Operation Chamartín derailed

Madrid building restrictions seem to have put an end to 20-year-old scheme The plan was to put railway lines underground and extend road links in the north of the capital

An aerial image of the Chamartín station and railway lines that the urban development project wants to put underground.
An aerial image of the Chamartín station and railway lines that the urban development project wants to put underground.ÁLVARO GARCÍA (EL PAÍS)

The Madrid regional High Court has annulled an ambitious public-private partnership project to extend the capital's main Paseo de la Castellana thoroughfare, put the lines of the Chamartín railway station underground, and build and sell 17,000 homes to fund it all.

The courts sunk the plans by applying legislation passed in 2007 limiting new developments in the capital to four stories. It is the same legislation they used to foil a 2012 scheme to demolish soccer club Atlético de Madrid's Vicente Calderón stadium in the southwest of the capital and build apartments on the site, using the money from their sale to pay for work to convert the Peineta stadium into the team's new ground.

The plans to revitalize the area around Chamartín included the building of 20 tower blocks, each around 20 stories high. However, this legal obstacle could be overcome after the regional government amended the law in June. But the extension of the Castellana looks likely to remain on the drawing board. In exchange for permission to build the towers, property owners would construct five new metro stations and excavate a tunnel out to the nearby newly created residential district of Las Tablas. But the courts have decided that the owners cannot be obliged to cover the costs involved.

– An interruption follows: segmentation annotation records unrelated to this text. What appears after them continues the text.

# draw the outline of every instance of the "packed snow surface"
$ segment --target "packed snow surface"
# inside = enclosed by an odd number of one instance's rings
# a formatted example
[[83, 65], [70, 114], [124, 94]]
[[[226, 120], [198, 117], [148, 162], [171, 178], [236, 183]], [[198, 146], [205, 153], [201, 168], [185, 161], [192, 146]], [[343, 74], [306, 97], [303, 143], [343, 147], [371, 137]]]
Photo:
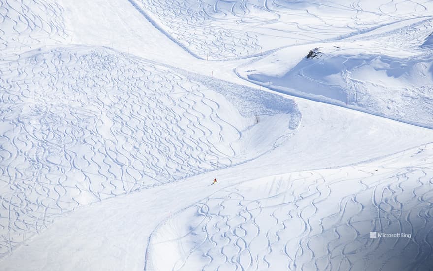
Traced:
[[420, 0], [2, 1], [0, 269], [431, 269], [432, 33]]

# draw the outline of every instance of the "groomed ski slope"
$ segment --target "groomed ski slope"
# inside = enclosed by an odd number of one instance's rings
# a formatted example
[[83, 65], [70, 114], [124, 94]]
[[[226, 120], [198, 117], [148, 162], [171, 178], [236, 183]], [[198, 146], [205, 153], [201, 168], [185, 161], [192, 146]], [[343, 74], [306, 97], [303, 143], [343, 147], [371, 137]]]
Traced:
[[1, 4], [2, 270], [431, 268], [431, 3]]

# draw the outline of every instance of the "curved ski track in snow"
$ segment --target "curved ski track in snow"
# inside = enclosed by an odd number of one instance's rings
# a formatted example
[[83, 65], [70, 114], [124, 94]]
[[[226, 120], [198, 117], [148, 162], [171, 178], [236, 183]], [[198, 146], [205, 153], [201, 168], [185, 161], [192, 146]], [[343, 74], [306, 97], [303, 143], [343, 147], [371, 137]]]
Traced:
[[0, 1], [0, 60], [16, 59], [20, 52], [64, 41], [63, 11], [50, 0]]
[[[427, 270], [433, 261], [432, 154], [430, 144], [374, 163], [223, 189], [157, 228], [146, 266]], [[412, 236], [371, 239], [371, 231]], [[164, 252], [177, 257], [168, 261]]]
[[[0, 256], [80, 205], [274, 147], [246, 151], [265, 122], [164, 66], [94, 47], [29, 55], [0, 64]], [[286, 100], [261, 105], [279, 116], [274, 140], [296, 128]]]
[[172, 40], [208, 60], [256, 56], [298, 42], [341, 39], [429, 14], [415, 1], [392, 1], [400, 16], [396, 19], [383, 11], [390, 3], [384, 1], [362, 6], [359, 1], [128, 0]]

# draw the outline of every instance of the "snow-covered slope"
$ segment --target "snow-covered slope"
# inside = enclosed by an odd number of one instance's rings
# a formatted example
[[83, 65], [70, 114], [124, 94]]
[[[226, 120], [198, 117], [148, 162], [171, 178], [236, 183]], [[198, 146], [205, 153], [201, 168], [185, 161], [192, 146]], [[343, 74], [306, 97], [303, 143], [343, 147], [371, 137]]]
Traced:
[[[285, 93], [431, 128], [433, 55], [422, 45], [433, 25], [405, 23], [349, 41], [288, 47], [237, 71]], [[316, 55], [307, 58], [314, 48]]]
[[300, 120], [290, 100], [210, 89], [105, 48], [26, 56], [0, 65], [2, 255], [80, 205], [262, 155]]
[[430, 144], [216, 191], [152, 234], [146, 270], [428, 270], [432, 154]]
[[129, 1], [168, 37], [207, 60], [245, 57], [298, 43], [340, 39], [431, 15], [428, 9], [432, 7], [430, 2], [402, 0]]
[[21, 52], [64, 42], [67, 38], [63, 7], [50, 0], [0, 2], [0, 61]]
[[430, 268], [432, 5], [2, 2], [0, 269]]

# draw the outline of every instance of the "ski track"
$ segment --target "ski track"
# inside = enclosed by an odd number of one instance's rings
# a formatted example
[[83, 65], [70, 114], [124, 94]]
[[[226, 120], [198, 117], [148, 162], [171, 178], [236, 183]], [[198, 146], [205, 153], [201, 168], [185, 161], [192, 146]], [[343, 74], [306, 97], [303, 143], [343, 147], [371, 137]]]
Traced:
[[[128, 0], [167, 37], [194, 56], [224, 60], [259, 55], [288, 44], [359, 34], [378, 25], [429, 14], [405, 3], [399, 19], [381, 10], [379, 1], [303, 3], [279, 0]], [[403, 2], [400, 1], [399, 2]], [[397, 13], [395, 12], [394, 13]], [[270, 39], [276, 42], [270, 43]]]
[[0, 2], [0, 61], [17, 59], [21, 52], [64, 41], [63, 12], [50, 0]]
[[[428, 270], [433, 144], [404, 153], [221, 189], [156, 228], [146, 270]], [[182, 250], [168, 268], [171, 246]]]
[[[80, 206], [257, 155], [243, 150], [254, 114], [165, 66], [104, 47], [28, 55], [0, 64], [0, 257]], [[287, 102], [237, 106], [290, 116]]]
[[[321, 49], [324, 52], [320, 59], [303, 59], [285, 74], [268, 75], [260, 67], [268, 67], [267, 57], [273, 63], [288, 57], [285, 54], [290, 48], [246, 63], [235, 72], [240, 78], [277, 91], [431, 128], [433, 101], [429, 93], [433, 87], [430, 74], [433, 55], [430, 46], [422, 44], [431, 32], [433, 20], [395, 24], [333, 42], [333, 47]], [[380, 40], [380, 48], [368, 43], [375, 40]], [[362, 47], [362, 54], [340, 52]], [[396, 56], [402, 50], [406, 55]], [[317, 75], [325, 69], [331, 70], [327, 75], [340, 81], [329, 82]], [[368, 74], [370, 77], [364, 79]]]

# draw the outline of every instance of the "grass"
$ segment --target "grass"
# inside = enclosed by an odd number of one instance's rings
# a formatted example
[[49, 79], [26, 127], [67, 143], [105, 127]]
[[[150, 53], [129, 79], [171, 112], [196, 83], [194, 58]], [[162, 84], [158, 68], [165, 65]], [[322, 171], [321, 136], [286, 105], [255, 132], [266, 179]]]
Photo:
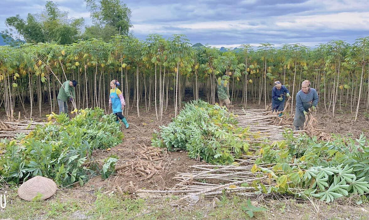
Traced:
[[[213, 200], [200, 198], [196, 204], [180, 203], [176, 197], [144, 199], [130, 198], [129, 196], [75, 191], [58, 191], [52, 198], [45, 201], [27, 202], [21, 200], [15, 190], [8, 191], [7, 207], [0, 209], [0, 219], [77, 219], [76, 213], [90, 219], [319, 219], [308, 201], [301, 203], [293, 199], [280, 200], [263, 200], [252, 202], [266, 210], [255, 211], [250, 218], [242, 207], [247, 207], [247, 197], [221, 196], [212, 207]], [[369, 204], [353, 206], [327, 204], [319, 202], [319, 216], [324, 219], [357, 219], [369, 220]], [[337, 213], [337, 210], [339, 210]]]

Over the last 20 years, successive regional and national governments of both political stripes have failed to reach agreement on how to implement Operation Chamartín. But in 2008, the Public Works Ministry under the then-Socialist government, the Popular Party-controlled regional government and Madrid City Hall, along with state rail company Renfe, a private equity group led by bank BBVA and the San José construction company came together to sign a deal to go ahead with the scheme.

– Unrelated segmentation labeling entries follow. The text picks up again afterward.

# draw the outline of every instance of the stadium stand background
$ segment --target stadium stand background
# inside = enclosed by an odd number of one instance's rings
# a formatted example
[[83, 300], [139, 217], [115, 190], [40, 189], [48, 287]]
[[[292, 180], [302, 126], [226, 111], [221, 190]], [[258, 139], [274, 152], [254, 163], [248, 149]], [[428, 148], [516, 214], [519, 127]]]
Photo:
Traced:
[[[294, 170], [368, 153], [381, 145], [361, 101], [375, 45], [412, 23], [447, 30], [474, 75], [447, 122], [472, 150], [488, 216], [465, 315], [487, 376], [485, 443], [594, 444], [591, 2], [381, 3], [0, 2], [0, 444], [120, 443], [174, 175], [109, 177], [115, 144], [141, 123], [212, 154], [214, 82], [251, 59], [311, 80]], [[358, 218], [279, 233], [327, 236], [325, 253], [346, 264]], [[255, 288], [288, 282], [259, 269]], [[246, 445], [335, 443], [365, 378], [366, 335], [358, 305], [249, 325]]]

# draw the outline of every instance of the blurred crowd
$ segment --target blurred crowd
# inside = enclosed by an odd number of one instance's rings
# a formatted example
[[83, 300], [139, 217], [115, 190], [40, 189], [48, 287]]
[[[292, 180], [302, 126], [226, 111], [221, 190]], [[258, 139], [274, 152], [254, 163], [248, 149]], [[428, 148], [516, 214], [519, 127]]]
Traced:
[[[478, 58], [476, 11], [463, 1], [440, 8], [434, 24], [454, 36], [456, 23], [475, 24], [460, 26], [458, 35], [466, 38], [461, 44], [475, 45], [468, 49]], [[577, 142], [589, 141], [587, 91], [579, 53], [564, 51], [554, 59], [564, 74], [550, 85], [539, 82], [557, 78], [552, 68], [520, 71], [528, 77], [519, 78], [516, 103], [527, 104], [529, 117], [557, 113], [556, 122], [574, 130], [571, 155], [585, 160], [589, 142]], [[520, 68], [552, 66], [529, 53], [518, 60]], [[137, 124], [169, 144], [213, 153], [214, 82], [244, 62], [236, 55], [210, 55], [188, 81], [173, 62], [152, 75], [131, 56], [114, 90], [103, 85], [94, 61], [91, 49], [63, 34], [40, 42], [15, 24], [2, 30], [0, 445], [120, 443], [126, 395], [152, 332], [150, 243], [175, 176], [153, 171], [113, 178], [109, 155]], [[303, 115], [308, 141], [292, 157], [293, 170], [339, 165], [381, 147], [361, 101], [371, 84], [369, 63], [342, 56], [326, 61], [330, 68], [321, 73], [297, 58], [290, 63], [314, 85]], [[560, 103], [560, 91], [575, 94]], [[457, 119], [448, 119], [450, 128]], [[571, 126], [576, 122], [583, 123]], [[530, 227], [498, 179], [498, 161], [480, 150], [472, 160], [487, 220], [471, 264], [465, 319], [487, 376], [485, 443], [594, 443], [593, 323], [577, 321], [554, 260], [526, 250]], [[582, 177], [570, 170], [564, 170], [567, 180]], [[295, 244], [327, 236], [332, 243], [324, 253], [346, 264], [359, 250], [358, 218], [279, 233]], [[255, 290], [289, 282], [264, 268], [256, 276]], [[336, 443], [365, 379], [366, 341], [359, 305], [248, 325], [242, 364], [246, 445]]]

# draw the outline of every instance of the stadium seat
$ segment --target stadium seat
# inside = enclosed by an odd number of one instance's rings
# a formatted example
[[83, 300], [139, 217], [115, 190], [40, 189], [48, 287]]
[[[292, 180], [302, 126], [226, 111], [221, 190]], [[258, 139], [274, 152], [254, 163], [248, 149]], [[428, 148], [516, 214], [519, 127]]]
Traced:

The Supreme Court ruling exempts landowners from project costs

In March 2011, Madrid City Hall approved part of the plan. This would have freed up around 3.1 million square meters of land by putting Chamartin's rail lines underground. The three administrations planned to pump around 11 billion euros into the project, which would be paid for by the sale of the 17,000 homes. The project called for the Paseo de la Castellana to be extended 2.8 kilometers to connect it with the M-40 ring road and the creation of 53 hectares of parks, along with 81 hectares of public amenities, while Chamartín station itself would be enlarged to 32 tracks, allowing it to take high speed trains from Atocha station in the south of the city. Line 10 of the metro was to be extended by some 4.4 kilometers, with nine new stations, and links to the main roads north out of the city would be improved, with the plans including a tunnel to Las Tablas.

But the ruling by the Supreme Court, dated June 21, and leaked by the VozPopuli website, states that contrary to the regional government's zoning legislation, land owners cannot be forced to cover the cost of the infrastructure involved. Based on the Supreme Court's own rules - which will make it hard for any appeal to be brought before it - the magistrates have exempted land owners from the 207 million-euro cost of the metro line extension, as well as the 37.5-million-euro tunnel. The cost of these works will now have to be covered by the three tiers of government, even though the agreement with the property developers was set up so that money made from house sales would defray the costs. Madrid City Hall rezoned the area "to cover the exceptional economic costs of the infrastructure."

Regarding the four-story limit on new buildings, the regional government amended the law to protect the capital's heritage and skyline, exempting "land previously classified as urban before the 2007 law came into effect."

This change, implemented specifically to circumvent legal obstacles to Operation Chamartín, should have resolved the dispute between the courts and City Hall, which is still pending the Supreme Court's ruling on the scheme to build on the site of the Atlético Madrid soccer stadium.